Annoncez-vous à l'infirmière me dit une plaquette collée sur la 620.
Ça fait bien trois ans que je ne l'ai pas vu.
Autour du panneau SOINS INTENSIFS pendouillent des boules de Noël.
Je suis tendu, mes mains tremblent.
Vous pouvez y aller, mais ne vous approchez pas du lit, ne touchez pas le malade.
Bonheur de le voir sourire, sa femme aussi.

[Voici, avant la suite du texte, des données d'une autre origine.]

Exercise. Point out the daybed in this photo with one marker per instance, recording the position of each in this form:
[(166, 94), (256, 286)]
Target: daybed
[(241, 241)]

Ce que nous disons n'a aucune importance.
Seule la présence compte.
Pourtant il me parle de la sortie qu'on lui permettra pour Noël. Deux jours seulement. Me dit sa femme. Trois répond-t-il . Elle sourit.
En ambulance jusque dans sa maison dans les plis du Jura.
Je préférerais y aller avec mon 4/4, il est très confortable, c'est un Pullman.
Une autre personne. Je me lève. L'embrasse, il ne faut pas. Tant pis.
La ligne bleue. La sortie.
Sur mon deux-roues, pense à nos voyages, à la Namibie.
Trois ambulances, en barrage, bloquent la route. Nous défilons comme on défile à un enterrement pour saluer la famille. Un manteau de fourrure est en boule à quelques mètres d'une femme immobile.
Puis pris par le flux, jeté vers ma journée.
Un jeune casqué d'écouteurs traverse avec une nonchalance admirable un troupeau de voitures qui rugit.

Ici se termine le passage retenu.